Ok guys. I know that drinking a “Winter Porter” in the middle of summer seems odd. But after following the release of Citizen’s Porter in winter, I tried my best to get hold of it while it was still in season. Luck didn’t favour me until I found it in Welkom (again!) in November. Close enough right?
Beer: Pacifist Winter Porter
Country: Cape Town, South Africa
Rating: 4 / 5
Citizen have been around since 2012 and I haven’t reviewed any of their beers yet. I’ve tried most of the range but this one really piqued my interest. Firstly, you don’t see many porters around in SA (seemingly because stouts are the more popular style to brew) but also because I’d never really enjoyed any of Citizens beers. It’s one of the breweries that I tend to overlook (sorry…) but also one of the breweries that I keep promising myself to sit down and try again.
Ok, let’s get to it. The Pacifist (cool name).
On the pour it’s darker than dark with a thin, beige head that is quite persistent. But what does happen straight away is the smack of coffee , chocolate and vanilla on the nose. It’s really stout like in aroma, but with a little more a liqueur strength. Needless to say, it’s beautiful.

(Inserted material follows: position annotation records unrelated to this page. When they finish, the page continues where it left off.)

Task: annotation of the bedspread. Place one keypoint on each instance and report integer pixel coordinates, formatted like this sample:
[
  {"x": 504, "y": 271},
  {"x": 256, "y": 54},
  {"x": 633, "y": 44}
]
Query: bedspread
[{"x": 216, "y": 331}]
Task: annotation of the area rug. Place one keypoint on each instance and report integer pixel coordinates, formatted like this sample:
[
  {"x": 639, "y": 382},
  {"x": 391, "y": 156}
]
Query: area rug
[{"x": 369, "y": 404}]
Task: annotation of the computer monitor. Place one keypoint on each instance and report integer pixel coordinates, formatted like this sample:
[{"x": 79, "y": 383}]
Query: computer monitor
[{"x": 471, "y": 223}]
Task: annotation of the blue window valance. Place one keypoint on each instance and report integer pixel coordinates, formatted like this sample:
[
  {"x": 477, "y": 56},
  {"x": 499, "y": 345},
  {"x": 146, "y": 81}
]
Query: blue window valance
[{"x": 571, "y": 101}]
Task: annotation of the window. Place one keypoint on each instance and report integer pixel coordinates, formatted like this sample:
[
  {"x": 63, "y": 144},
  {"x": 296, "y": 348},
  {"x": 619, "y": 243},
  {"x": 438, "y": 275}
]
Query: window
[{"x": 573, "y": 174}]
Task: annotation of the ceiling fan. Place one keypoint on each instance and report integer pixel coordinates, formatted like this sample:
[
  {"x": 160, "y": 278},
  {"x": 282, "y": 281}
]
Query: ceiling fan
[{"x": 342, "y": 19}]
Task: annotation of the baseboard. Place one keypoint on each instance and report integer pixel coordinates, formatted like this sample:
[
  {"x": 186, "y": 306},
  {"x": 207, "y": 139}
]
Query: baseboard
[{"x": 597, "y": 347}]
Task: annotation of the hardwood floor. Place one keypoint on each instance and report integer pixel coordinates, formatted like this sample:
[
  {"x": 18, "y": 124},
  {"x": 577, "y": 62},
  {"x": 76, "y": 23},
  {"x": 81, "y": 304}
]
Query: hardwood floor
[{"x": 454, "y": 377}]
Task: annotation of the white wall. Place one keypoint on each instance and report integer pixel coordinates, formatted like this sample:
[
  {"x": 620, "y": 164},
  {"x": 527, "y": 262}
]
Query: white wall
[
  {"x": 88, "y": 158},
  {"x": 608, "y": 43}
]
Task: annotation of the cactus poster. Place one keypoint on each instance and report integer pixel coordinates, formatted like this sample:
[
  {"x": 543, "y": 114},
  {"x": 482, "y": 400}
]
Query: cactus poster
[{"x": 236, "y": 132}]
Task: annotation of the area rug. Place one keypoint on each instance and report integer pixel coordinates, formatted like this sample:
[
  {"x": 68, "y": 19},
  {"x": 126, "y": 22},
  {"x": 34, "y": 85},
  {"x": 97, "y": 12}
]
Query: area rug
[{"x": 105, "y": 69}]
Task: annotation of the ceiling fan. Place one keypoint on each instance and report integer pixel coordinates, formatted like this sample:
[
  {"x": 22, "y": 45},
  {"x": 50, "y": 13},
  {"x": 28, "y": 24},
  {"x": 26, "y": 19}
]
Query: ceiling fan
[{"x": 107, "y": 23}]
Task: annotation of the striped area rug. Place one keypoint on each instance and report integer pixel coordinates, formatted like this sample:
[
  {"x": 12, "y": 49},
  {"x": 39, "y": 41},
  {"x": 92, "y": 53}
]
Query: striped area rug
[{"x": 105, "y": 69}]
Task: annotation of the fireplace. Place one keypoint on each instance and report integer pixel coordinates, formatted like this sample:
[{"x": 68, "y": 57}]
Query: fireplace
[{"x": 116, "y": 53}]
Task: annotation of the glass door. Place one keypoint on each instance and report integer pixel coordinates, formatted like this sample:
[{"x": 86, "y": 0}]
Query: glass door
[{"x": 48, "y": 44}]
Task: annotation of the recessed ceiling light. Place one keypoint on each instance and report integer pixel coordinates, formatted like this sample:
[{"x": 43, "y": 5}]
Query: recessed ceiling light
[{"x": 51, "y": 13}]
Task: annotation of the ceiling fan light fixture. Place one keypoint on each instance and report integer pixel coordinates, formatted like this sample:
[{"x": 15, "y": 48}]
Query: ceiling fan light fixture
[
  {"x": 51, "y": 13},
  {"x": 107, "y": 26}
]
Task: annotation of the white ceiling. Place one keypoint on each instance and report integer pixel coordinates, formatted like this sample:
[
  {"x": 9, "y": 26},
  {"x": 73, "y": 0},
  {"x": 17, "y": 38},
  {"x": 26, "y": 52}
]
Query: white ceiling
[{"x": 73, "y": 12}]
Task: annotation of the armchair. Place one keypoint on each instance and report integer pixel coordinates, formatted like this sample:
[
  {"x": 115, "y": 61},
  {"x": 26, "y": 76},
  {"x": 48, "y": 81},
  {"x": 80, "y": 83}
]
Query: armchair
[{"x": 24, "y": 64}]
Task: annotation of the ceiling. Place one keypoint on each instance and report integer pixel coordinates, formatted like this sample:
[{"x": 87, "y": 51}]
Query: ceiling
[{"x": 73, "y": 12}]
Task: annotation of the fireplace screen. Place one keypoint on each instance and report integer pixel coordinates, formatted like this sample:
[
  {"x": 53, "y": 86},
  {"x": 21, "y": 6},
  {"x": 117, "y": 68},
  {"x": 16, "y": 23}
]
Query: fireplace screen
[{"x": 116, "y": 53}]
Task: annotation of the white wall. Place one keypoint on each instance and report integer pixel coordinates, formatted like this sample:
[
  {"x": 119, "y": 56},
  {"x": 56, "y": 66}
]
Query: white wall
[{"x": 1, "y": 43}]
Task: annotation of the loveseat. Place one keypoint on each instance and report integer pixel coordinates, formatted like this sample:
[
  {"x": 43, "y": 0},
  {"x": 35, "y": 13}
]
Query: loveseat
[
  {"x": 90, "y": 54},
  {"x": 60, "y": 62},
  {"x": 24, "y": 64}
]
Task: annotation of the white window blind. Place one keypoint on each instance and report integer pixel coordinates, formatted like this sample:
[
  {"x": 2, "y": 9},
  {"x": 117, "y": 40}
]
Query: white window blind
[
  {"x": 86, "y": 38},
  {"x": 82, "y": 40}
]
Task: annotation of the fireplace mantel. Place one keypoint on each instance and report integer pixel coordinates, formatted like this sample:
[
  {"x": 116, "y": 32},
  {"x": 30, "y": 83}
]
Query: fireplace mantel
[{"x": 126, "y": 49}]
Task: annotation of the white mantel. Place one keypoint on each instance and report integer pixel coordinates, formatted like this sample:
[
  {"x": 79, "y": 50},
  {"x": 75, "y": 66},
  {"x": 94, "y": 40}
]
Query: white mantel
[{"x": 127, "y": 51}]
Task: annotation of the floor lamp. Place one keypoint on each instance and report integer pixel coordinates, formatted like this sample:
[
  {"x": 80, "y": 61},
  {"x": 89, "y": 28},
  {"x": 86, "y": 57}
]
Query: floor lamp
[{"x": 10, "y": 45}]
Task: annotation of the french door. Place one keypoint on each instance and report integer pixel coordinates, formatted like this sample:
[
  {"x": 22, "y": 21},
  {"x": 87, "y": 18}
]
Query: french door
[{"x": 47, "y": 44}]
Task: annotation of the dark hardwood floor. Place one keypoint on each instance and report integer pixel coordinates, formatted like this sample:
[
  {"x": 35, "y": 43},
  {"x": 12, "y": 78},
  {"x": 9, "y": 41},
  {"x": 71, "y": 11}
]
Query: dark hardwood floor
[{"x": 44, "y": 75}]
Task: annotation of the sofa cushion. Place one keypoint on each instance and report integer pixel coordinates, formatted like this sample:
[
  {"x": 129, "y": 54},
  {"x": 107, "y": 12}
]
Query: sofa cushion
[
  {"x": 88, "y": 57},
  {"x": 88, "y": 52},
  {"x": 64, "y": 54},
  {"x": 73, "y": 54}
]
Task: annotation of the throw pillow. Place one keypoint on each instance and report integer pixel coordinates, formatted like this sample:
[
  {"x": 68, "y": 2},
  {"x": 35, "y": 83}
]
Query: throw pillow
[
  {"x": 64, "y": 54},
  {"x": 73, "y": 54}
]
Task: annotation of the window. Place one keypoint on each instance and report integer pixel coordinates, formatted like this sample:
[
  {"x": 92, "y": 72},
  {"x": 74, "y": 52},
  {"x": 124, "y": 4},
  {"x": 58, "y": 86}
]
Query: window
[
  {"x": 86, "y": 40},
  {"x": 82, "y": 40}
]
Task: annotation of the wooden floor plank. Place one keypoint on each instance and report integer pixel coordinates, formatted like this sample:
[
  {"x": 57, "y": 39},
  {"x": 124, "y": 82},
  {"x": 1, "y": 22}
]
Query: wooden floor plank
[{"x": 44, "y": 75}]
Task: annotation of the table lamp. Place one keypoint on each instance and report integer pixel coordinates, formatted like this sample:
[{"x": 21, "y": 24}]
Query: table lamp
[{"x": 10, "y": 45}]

It actually got me thinking about the difference between Porters and Stouts. Now, I have always believed that Stouts are heavier, fuller bodied versions of Porter. History backs that up, in the sense that Stouts were originally called Stout Porters. They were the “stouter” porters. Richer, creamier, heavier. Porters, on the other hand were slightly lighter bodied and more sessionable.
The only main difference many brewers still agree on is the kind of malt that should be used to brew each type of beer. Porters use malted barley and stouts are primarily made from unmalted roasted barley, which is where the coffee flavour most people associate with stout comes from. But even these rules seem to be somewhat blurry according to brewers.
Back to the beer. If we use the idea that a Porter should be lighter bodied than a stout, then the Pacifist hits the nail on the head. I find a common problem in SA stouts is the lack of body (not flavour though…) but it should be expected from a Porter. It is by no means a thin beer, it’s just that it doesn’t fill you like a good stout does. The flavours and aroma match 100%. It’s all coffee and chocolate with hints of vanilla. It’s desserty without being a cake. It also has just the right bitterness which lingers on and makes you want more.
I really enjoyed this, and if this sort of beer is coming out of the Citizen stable, I’ll be keen to revisit their regulars as well as try their new ones.